When the first Target 3 report was published, a spokesperson for Nicor Gas said the Ancona facility includes a shallow mitigation system that collects roughly 1.5 to 3 million cubic feet of leaking gas daily before it reaches the earth’s surface. The system then pumps that gas back into the same leaking storage formation where it came from. A 2017 memo from the Illinois Department of Natural Resources cited a Nicor estimate that the leaking gas could reach up to 912 million cubic feet per day, though the company later said it was unaware of that figure.
“There’s clearly a number of cracks in the system where people are falling through the cracks,” Morgan said. “And these big, multinational, multi-billion dollar companies are polluting the area, whether it’s the air or the water, and we need to make sure people are safe and we’re holding them accountable so that this kind of pollution stops.”
Morgan’s initial proposal says if state regulators test leaking gas and can trace its chemical fingerprint back to the storage field where it came from, the company would have to pay for the installation of gas detectors, devices to separate gas from water, lodging accommodations for any affected homeowners should the gas levels reach explosive levels, and a comprehensive inspection of the wells that draw the gas up out of the storage field.
Morgan also said he plans to file an amendment to address a separate incident at a different Nicor storage field in Troy Grove, Illinois, where lab tests from the storage wells revealed alarming levels of benzene, a cancer-causing chemical, showing up in wastewater after it was drawn up from the storage formation.
While the company reported the lab results to the state, our investigation found it also had a state-issued permit to dump the wastewater into a subsurface leach field that sits directly above an aquifer recharge zone. Later, the company hired trucks to haul the wastewater off site while it applied for a new storage permit to dispose of the fluid.
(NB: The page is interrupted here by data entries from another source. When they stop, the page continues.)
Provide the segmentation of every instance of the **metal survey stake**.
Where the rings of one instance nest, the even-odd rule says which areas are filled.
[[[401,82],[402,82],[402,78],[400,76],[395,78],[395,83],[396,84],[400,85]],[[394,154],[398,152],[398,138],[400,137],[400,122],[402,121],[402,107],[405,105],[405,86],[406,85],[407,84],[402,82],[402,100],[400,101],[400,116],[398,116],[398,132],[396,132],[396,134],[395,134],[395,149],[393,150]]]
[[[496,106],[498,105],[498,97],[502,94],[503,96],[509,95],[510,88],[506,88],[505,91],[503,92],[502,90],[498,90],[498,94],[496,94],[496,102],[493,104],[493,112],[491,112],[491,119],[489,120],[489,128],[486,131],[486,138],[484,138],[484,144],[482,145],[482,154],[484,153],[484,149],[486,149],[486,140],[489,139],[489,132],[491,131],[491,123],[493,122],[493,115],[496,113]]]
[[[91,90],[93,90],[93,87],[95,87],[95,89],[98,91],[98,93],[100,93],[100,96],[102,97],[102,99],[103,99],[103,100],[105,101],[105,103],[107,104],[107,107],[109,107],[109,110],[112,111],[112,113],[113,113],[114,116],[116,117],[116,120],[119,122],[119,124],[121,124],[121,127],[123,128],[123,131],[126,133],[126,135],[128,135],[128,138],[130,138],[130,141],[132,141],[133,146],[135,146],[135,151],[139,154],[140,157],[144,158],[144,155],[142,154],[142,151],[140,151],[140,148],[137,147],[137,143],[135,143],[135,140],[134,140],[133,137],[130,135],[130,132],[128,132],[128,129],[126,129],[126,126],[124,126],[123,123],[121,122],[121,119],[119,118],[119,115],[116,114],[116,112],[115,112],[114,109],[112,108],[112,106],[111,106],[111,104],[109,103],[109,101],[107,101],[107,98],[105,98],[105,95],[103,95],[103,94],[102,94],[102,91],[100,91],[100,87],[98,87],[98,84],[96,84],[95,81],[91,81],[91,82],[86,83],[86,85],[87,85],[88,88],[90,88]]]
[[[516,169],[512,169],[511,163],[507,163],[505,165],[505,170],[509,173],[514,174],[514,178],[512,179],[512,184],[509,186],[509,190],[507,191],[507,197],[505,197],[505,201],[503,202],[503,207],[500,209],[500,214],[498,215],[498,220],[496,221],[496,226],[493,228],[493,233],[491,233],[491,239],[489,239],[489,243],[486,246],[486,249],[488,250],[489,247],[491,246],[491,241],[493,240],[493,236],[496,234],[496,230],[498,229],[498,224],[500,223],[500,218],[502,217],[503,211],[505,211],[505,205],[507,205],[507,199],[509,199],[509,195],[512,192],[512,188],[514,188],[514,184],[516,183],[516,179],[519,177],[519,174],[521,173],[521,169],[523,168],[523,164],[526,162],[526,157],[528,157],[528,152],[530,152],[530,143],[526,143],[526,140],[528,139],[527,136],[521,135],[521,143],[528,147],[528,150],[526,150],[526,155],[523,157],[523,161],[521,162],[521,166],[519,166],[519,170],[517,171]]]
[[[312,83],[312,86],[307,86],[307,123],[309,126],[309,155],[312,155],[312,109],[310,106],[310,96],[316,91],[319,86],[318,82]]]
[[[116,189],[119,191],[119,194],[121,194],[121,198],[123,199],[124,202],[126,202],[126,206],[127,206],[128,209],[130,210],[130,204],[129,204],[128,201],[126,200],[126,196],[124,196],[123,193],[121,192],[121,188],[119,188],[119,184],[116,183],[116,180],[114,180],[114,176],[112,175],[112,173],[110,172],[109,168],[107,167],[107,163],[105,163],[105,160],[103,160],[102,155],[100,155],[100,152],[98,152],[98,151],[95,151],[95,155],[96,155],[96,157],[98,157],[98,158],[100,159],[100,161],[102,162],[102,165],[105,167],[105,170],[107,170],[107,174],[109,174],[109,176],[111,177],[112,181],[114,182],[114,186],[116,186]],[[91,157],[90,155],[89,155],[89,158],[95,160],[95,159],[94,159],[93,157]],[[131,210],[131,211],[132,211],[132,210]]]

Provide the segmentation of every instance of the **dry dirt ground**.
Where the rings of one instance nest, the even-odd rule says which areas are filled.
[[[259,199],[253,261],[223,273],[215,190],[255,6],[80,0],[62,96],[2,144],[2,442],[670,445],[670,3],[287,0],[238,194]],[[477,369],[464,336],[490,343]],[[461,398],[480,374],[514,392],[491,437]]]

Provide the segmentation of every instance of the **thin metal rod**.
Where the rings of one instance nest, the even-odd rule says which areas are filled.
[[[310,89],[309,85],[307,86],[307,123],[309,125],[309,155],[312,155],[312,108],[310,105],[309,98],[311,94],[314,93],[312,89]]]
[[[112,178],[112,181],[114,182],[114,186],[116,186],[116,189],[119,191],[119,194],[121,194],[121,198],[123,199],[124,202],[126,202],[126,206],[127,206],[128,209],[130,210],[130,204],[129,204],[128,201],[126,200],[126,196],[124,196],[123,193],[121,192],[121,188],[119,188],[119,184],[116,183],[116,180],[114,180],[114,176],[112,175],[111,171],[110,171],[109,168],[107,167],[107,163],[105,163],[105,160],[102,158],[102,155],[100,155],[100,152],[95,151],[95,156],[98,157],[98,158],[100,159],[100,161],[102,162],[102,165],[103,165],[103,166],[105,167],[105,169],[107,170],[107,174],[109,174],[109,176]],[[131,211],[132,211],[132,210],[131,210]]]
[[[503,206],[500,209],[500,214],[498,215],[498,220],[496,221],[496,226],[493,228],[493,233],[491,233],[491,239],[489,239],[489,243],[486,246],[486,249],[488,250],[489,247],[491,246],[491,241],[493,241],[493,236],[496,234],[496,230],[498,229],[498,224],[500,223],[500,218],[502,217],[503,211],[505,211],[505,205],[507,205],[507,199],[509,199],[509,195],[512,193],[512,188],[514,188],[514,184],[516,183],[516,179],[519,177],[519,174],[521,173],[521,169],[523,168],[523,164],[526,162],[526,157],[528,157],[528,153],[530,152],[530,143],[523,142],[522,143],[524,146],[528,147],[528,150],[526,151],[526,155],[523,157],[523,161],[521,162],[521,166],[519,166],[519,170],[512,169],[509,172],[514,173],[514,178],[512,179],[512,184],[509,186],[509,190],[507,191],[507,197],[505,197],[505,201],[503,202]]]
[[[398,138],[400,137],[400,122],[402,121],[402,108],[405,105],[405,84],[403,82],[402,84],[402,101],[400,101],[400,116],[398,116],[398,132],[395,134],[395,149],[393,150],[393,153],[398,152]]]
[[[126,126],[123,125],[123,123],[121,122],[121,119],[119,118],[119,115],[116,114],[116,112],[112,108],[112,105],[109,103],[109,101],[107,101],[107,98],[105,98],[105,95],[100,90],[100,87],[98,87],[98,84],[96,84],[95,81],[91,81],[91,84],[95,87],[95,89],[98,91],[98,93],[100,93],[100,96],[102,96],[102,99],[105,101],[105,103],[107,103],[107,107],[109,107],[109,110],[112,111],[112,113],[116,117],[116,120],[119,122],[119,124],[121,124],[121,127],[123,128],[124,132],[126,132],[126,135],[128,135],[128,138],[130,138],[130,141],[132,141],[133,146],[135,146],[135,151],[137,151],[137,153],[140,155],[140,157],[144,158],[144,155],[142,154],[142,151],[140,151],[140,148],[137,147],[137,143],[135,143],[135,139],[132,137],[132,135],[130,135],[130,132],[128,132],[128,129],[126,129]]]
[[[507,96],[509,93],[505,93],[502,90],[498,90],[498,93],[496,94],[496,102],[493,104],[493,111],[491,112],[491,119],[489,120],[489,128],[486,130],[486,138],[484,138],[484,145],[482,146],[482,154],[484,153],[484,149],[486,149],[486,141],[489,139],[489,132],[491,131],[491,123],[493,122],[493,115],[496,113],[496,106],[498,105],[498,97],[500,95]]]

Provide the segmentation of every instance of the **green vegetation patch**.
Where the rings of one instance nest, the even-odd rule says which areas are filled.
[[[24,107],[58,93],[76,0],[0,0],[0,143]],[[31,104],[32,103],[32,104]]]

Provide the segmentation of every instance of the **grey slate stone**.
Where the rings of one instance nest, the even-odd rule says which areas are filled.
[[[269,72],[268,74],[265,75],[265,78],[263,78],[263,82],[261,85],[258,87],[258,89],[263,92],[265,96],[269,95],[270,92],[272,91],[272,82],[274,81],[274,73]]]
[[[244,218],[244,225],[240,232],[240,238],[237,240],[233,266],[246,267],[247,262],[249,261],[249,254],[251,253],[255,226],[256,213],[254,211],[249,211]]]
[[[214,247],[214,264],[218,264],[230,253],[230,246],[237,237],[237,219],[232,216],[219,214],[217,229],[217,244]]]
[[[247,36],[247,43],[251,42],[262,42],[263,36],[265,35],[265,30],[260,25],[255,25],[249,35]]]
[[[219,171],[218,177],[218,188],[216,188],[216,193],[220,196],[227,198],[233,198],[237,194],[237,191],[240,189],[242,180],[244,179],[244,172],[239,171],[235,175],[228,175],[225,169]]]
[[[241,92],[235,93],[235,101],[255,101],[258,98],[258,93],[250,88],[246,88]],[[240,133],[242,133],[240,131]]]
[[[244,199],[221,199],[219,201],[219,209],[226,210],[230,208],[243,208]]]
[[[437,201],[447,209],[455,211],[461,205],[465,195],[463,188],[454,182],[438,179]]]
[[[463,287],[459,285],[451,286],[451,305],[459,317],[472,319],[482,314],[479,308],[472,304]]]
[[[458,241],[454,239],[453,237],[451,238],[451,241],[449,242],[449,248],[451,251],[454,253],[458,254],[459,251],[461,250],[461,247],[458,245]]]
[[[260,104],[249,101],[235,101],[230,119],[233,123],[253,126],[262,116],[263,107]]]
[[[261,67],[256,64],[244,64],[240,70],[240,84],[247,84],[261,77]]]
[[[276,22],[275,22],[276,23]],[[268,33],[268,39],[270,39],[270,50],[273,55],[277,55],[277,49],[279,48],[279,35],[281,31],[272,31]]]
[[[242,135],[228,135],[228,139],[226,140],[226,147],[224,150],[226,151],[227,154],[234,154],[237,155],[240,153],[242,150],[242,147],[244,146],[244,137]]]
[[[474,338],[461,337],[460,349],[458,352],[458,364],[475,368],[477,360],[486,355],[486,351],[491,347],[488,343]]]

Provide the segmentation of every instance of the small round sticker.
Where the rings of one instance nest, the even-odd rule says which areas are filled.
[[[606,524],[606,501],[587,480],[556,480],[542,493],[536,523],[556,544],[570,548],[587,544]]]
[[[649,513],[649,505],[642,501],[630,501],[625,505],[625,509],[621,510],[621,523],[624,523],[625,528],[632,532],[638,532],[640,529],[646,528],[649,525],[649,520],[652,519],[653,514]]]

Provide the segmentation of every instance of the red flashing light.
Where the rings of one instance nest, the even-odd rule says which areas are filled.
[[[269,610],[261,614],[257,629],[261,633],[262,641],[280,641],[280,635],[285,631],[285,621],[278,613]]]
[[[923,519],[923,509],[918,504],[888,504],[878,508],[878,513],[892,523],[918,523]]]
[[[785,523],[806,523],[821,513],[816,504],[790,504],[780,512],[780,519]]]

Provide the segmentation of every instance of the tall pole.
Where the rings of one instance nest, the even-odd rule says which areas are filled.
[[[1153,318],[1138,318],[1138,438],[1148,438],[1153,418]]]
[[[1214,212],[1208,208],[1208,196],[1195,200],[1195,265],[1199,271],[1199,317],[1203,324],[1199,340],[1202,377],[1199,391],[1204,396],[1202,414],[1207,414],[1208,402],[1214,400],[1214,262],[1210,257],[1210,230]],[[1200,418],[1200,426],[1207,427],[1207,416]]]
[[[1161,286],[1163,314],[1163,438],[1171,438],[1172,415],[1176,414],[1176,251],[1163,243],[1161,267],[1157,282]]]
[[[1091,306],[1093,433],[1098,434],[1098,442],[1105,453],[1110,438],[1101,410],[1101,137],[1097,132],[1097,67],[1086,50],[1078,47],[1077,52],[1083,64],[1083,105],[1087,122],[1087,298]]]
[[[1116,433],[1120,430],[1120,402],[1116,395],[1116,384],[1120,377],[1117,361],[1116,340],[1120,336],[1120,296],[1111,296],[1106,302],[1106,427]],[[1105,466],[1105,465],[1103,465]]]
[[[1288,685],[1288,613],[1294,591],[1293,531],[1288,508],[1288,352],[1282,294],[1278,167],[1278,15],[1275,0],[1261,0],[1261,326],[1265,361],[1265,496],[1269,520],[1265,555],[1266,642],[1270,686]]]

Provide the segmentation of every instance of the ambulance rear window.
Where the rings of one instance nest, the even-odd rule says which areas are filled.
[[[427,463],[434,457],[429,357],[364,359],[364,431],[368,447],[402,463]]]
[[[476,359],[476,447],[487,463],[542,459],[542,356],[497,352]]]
Litesa Wallace, a former House Democrat who now lobbies for Nicor, testified in Monday afternoon’s committee that in that case, “Nicor stepped up and did as it should have.”
Morgan told his colleagues that he remains in conversations with the gas company to determine how to tighten the regulations to prevent further pollution.
“This legislation is a result of the very strong reporting by WCIA identifying a very real public health risk, and I look forward to making sure that we address that this session,” Morgan said in a phone call after the committee hearing convened on Monday night.
Rep. Tom Morrison (R-Palatine) expressed reservations during the roll call, but ultimately switched his vote to yes pending new amendments that Morgan may introduce at a later date.
“We can’t just leave that to the utilities to do what they think is best,” Morgan said. “We have to make sure they actually do what’s in the best interest of the state.”